Cloud Integration for iPhone, iPad and the Post-PC Era

At today’s Worldwide Developer Conference (WWDC), Apple’s Steve Jobs announced a new set of cloud services, dubbed iCloud, that will integrate with iOS-based devices, such as the iPad and iPhone, and Mac OS X. The new services will bring tight cloud-based data synchronization to Apple’s desktop, laptop and mobile device lineup.

iCloud will allow you to store all of your documents, calendars, emails, photos, and more in the cloud, and will automatically synchronize this data to all of your devices. Additionally, iCloud will make your music available across all your devices.

Backup services will also be incorporated into iCloud. Rather than having to back up to a PC or an external backup, users of iCloud will be able to directly back up their iPads, iPhones and iPod Touches to the cloud. Likewise, device activation and software updates, which previously had to be performed via PC-based tethering, can now be done “over-the-air”.

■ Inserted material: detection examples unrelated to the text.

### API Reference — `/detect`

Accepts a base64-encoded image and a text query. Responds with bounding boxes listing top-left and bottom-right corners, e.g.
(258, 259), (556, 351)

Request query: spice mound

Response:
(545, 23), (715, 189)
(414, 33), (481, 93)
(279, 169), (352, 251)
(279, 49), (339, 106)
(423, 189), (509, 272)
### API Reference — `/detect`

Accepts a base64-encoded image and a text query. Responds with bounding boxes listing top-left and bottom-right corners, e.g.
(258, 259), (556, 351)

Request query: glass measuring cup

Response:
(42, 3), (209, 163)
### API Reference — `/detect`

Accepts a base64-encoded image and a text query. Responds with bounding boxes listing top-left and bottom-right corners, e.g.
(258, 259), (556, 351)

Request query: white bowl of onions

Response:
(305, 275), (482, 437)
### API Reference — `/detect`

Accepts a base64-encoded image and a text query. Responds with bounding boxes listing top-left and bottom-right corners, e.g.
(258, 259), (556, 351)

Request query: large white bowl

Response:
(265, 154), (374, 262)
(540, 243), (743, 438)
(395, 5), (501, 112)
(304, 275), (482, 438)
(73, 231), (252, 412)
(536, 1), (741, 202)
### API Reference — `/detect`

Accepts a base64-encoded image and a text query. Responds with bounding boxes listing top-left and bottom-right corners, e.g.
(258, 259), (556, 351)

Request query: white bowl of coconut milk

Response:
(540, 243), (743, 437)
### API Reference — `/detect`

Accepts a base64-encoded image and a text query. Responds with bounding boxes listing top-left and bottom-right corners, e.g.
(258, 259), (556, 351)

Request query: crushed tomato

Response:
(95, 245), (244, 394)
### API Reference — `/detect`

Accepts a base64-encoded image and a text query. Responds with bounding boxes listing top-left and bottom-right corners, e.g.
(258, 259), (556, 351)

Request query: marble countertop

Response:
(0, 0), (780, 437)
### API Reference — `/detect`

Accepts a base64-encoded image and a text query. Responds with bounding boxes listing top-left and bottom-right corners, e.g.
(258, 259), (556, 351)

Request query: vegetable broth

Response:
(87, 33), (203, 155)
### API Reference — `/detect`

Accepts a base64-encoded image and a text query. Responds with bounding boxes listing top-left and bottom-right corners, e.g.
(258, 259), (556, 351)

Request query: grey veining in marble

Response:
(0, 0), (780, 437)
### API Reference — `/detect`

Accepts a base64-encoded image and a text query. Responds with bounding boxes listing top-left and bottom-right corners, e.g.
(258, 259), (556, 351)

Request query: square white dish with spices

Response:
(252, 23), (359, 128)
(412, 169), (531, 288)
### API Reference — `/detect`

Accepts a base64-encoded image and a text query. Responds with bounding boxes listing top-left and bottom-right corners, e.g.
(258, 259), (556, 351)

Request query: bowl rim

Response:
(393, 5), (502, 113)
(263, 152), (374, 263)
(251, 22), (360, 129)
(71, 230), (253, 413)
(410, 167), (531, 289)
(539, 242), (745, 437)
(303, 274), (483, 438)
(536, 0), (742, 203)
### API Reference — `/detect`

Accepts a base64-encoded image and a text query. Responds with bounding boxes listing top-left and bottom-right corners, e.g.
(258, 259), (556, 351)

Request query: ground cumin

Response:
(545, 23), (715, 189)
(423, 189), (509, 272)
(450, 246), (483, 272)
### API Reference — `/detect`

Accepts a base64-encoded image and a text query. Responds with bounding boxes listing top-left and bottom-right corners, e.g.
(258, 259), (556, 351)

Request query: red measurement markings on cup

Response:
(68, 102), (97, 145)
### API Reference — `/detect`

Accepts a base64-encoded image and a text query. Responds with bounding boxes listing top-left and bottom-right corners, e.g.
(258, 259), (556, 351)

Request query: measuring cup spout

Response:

Jobs famously described the arrival of the iPad as the beginning of the “post-PC era.” Until now, however, iPads, iPhones and other so-called post-PC devices have heavily relied on PC-based syncing for installation, configuration, updates, and media synchronization. With the introduction of iCloud, Apple has helped usher in a truly “post-PC era.”

Comments

  1. Thank you for the explanation, Jack! You are fast getting this out to us.

  2. Essentially Apple has adopted features that come from dropbox, Blackberry, Android, Google.

  3. I’ll probably sign on — if only for the music features (where rips from your CDs get duplicated free from iTunes, for $25 annually). This improves their Mobile.me cloud, as far as syncing calendar, mail, and address book goes. But what it doesn’t do, so far as I can tell, is store any old documents I choose; essentially they have to have emerged from an iWork app. So Dropbox continues to stay in my life.

    I wonder if Apple lets you encrypt any of this stuff client side.

  4. The lawyers I know tend to be concerned with privacy and confidentiality, especially when it comes to client privilege. This makes the strong endorsement for iOS devices that I continue to hear from many in the Canadian legal community all the more puzzling. How did this happen? Are these devices being used for personal matters only?

    As a professional who is trusted with sensitive information, I’m not going to walk into a client’s office with a mobile device which has been claimed to secure stored data while repeatedly failing to adequately live up to those claims. Following the recent RSA breach, some clients revealed that they were switching products even before RSA officially acknowledged the extent of the compromise. Similarly, Toyota experienced a slump in sales following last year’s recalls. What makes iOS devices so alluring and seemingly immune to their own failures?